10) Some typos should be double checked and corrected throughout the manuscript, such as CO2, H2S….
Reviewer 4 Report
Comments and Suggestions for AuthorsDear authors! Thank you for the interesting paper. You did a good research.
Firstly, go to the guides for authors and see what is the way of citation - you need to review it and correct it.
Now I will list some specific comments to your paper.
Line 103 - In Figure 1 add the lithological pattern of clay for the geological eras like you did for Permian. Do it in the figure and in the legend.
Line 106 - check the unit of measurement for viscosity in the Table 1. also, why did you choose the core sample from 1057 m of depth? How many core samples did you observe/tested?
Line 108-115 - check the font, it seems like it is not the same one as throughout the paper.
Line 151 - you mention Figure 3 and the Figure is seen 2 pages later. Put it as Figure 2 and put it behind the paragraph that you mention it in.
Line 157 - Figure 2 than becomes Figure 3.
Line 170 - the title of Figure 2 is to long. Put the elements after the Figure in separate paragraph as text and explanation.
Line 177 - in the title of Figure 3, it is a bit strange to write water and oil reservoirs when the testing is performed in lab, reformulate the title.
Line 181 - change the word order: "accurate replication of subsurface condition". This "replication" is a bit uncommon, maybe change it to simulation if it applies and makes sense in the sentences (in the whole manuscript where you mention replication).
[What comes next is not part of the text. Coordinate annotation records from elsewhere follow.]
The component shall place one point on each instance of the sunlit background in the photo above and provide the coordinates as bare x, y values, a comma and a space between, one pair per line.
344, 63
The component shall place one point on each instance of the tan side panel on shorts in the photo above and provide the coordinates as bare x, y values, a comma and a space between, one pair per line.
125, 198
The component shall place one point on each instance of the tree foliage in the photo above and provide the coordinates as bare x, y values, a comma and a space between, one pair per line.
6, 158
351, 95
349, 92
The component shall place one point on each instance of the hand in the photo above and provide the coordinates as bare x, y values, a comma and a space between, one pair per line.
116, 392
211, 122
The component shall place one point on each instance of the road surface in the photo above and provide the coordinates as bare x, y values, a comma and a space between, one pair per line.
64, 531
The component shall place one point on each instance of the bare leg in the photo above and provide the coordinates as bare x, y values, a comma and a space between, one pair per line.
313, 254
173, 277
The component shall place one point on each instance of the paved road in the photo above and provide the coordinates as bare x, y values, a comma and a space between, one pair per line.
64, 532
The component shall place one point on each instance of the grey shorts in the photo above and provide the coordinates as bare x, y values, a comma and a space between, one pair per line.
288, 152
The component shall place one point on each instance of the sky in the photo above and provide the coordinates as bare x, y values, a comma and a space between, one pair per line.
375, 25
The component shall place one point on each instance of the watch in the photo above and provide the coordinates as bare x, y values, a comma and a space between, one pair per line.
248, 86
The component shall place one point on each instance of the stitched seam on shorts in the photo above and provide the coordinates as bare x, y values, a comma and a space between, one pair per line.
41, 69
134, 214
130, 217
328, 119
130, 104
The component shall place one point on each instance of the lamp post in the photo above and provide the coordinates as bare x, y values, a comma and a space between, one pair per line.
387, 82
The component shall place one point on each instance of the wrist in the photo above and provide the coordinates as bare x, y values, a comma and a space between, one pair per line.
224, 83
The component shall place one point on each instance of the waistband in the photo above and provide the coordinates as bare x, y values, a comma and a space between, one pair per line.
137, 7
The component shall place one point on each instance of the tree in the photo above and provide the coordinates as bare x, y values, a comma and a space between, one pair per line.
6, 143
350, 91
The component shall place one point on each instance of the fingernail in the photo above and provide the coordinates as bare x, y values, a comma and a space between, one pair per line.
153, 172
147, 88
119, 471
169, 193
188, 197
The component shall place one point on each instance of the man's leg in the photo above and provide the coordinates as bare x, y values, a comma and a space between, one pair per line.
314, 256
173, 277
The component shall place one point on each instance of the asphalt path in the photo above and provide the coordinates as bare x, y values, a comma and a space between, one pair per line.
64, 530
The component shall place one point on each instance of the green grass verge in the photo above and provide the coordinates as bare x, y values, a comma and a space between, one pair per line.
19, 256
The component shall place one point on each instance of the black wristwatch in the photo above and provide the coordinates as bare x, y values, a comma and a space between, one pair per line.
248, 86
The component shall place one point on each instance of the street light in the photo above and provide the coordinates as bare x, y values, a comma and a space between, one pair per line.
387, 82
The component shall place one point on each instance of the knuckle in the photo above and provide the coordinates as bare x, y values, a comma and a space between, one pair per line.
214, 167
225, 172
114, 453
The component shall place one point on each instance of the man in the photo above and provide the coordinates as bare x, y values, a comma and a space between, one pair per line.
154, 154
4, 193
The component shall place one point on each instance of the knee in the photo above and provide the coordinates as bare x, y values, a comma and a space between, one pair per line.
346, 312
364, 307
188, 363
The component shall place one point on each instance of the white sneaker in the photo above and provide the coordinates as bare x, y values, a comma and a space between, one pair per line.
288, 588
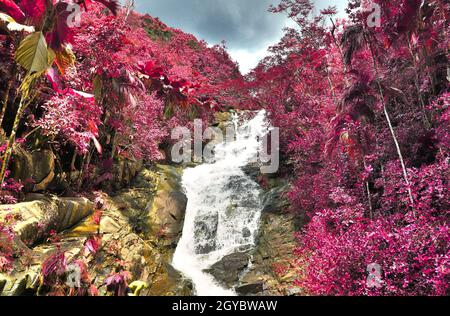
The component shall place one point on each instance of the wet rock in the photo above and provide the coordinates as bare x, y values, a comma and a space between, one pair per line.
228, 269
206, 231
168, 212
253, 170
37, 166
274, 200
40, 216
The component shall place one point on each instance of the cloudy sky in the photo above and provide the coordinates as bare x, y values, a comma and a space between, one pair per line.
245, 25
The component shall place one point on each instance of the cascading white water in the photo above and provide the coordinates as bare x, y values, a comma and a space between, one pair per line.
223, 209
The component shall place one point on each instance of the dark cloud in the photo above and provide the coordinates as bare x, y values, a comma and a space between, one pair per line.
246, 25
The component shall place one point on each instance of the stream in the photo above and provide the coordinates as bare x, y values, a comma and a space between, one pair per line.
223, 209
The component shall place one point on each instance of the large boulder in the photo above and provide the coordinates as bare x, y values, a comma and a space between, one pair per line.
43, 214
167, 210
36, 219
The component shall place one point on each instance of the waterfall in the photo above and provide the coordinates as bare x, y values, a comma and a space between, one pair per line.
223, 209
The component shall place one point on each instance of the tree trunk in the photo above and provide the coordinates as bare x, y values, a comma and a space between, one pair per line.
391, 128
12, 139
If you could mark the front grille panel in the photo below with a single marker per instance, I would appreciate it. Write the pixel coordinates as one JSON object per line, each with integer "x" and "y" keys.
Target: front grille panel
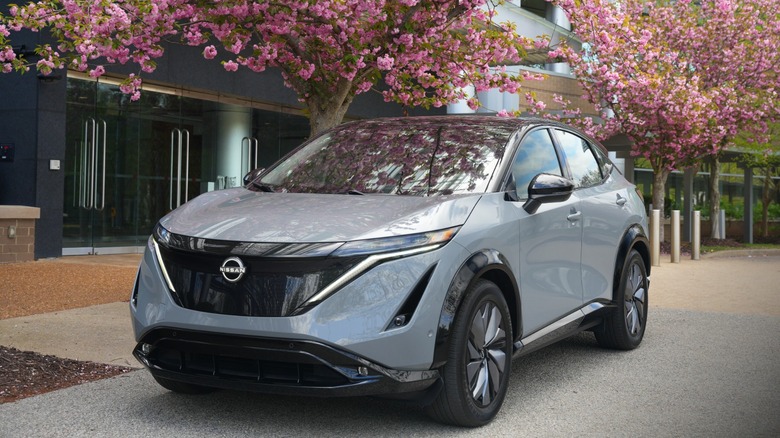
{"x": 248, "y": 369}
{"x": 270, "y": 287}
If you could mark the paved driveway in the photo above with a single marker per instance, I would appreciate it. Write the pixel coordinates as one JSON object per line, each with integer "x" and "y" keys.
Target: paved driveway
{"x": 698, "y": 372}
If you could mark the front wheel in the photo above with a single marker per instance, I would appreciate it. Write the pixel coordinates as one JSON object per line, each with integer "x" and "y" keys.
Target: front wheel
{"x": 624, "y": 328}
{"x": 182, "y": 387}
{"x": 476, "y": 374}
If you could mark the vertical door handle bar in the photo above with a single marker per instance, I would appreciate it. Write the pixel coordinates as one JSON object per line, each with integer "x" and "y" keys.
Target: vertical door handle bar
{"x": 92, "y": 172}
{"x": 186, "y": 166}
{"x": 103, "y": 171}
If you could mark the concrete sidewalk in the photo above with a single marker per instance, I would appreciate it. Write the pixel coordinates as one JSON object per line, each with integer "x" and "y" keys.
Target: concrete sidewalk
{"x": 731, "y": 282}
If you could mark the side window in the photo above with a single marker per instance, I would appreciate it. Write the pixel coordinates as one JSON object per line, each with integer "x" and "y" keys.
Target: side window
{"x": 535, "y": 155}
{"x": 585, "y": 170}
{"x": 603, "y": 160}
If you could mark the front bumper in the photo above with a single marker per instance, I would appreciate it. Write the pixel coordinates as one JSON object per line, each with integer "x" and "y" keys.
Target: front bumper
{"x": 269, "y": 365}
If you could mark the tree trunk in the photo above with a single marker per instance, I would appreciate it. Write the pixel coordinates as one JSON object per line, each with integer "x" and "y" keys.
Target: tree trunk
{"x": 322, "y": 119}
{"x": 715, "y": 197}
{"x": 660, "y": 176}
{"x": 766, "y": 198}
{"x": 328, "y": 111}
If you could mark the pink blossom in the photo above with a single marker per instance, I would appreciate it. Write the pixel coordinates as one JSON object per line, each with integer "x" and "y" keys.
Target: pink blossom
{"x": 230, "y": 66}
{"x": 385, "y": 62}
{"x": 97, "y": 71}
{"x": 209, "y": 52}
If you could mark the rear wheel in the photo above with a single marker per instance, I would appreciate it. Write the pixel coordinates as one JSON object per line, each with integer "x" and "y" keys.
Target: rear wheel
{"x": 182, "y": 387}
{"x": 624, "y": 327}
{"x": 476, "y": 375}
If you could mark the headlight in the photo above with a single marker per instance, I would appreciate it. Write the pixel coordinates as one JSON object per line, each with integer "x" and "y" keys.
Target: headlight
{"x": 161, "y": 235}
{"x": 397, "y": 243}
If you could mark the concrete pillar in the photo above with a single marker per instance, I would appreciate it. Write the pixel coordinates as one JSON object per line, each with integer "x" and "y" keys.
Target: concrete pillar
{"x": 675, "y": 236}
{"x": 687, "y": 203}
{"x": 558, "y": 17}
{"x": 655, "y": 237}
{"x": 696, "y": 242}
{"x": 628, "y": 164}
{"x": 491, "y": 100}
{"x": 748, "y": 216}
{"x": 233, "y": 124}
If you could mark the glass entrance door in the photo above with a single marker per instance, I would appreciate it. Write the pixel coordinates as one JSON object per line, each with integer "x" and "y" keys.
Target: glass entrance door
{"x": 127, "y": 164}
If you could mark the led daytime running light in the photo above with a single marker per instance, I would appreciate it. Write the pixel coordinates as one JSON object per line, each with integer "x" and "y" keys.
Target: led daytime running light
{"x": 397, "y": 243}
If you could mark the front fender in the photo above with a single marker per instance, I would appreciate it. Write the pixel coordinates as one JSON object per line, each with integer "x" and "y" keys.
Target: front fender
{"x": 487, "y": 263}
{"x": 633, "y": 238}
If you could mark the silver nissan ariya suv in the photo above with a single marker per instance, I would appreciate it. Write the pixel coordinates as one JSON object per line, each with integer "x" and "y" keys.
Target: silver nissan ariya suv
{"x": 408, "y": 257}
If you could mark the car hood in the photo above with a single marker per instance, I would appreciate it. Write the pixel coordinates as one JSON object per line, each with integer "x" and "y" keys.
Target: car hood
{"x": 247, "y": 216}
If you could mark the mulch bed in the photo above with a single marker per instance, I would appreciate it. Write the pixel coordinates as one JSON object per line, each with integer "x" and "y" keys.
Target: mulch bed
{"x": 25, "y": 374}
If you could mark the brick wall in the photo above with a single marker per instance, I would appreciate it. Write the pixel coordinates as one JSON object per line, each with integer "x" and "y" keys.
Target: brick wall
{"x": 17, "y": 233}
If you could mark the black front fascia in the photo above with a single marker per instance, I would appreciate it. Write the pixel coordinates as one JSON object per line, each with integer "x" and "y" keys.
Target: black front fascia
{"x": 271, "y": 286}
{"x": 268, "y": 365}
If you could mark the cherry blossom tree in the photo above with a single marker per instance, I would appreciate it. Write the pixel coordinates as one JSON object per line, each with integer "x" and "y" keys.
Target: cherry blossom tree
{"x": 736, "y": 49}
{"x": 764, "y": 155}
{"x": 414, "y": 52}
{"x": 679, "y": 78}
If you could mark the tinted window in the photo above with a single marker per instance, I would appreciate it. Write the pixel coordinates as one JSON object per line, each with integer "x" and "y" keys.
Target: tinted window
{"x": 407, "y": 157}
{"x": 536, "y": 155}
{"x": 603, "y": 160}
{"x": 584, "y": 168}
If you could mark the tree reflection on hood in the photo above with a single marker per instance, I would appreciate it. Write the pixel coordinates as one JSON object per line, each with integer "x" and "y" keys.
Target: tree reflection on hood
{"x": 405, "y": 156}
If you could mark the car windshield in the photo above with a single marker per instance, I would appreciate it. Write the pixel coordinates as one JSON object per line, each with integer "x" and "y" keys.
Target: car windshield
{"x": 395, "y": 156}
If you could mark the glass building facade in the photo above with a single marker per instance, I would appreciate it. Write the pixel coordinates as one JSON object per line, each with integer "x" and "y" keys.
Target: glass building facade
{"x": 129, "y": 163}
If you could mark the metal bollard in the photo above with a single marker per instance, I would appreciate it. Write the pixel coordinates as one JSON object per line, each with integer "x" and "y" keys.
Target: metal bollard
{"x": 655, "y": 237}
{"x": 675, "y": 236}
{"x": 696, "y": 243}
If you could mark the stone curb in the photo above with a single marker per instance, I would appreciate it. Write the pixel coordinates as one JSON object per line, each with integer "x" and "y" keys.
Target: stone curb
{"x": 768, "y": 252}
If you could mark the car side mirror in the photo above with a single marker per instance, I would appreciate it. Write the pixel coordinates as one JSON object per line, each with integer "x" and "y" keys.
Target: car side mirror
{"x": 510, "y": 194}
{"x": 545, "y": 188}
{"x": 252, "y": 174}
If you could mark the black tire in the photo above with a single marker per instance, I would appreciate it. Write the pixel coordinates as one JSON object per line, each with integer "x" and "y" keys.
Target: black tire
{"x": 476, "y": 375}
{"x": 624, "y": 327}
{"x": 182, "y": 387}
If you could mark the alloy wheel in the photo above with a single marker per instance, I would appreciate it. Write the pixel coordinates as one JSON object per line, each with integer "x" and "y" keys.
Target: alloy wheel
{"x": 634, "y": 300}
{"x": 486, "y": 359}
Lines 214-226 - You give the list of components in detail. Put the number before every component (1-5) and add those number into the Figure 4 so it can be clear what is what.
Line 234 - why did you choose that pressure?
Line 235 - for how long was the brine injected? Did you saturated the sample completely?
Line 263 - remove the word "for".
Line 274 - In line 108 you said that the sample was around 5 mm. You need to keep it uniform, put the same values in both lines.
Line 291 - You can remove "with no kaolinite present" - here it is not relevant. You can comment it later after the results where it can be seen if there is kaolinite.
Lines 292-293 and 305-306 - this is not necessary, you can remove it.
Line 308 - add the initial values to the Table so the change can be seen (before-after).
Lines 310-316 - in the text you did not mention Figures 6, 7, 8. In Figures 7 and 8 you put the EDS results without even mentioning EDS before and what is it for. What does those result show, you need to comment it.
Line 325 - change the word "mimic" with "simulate".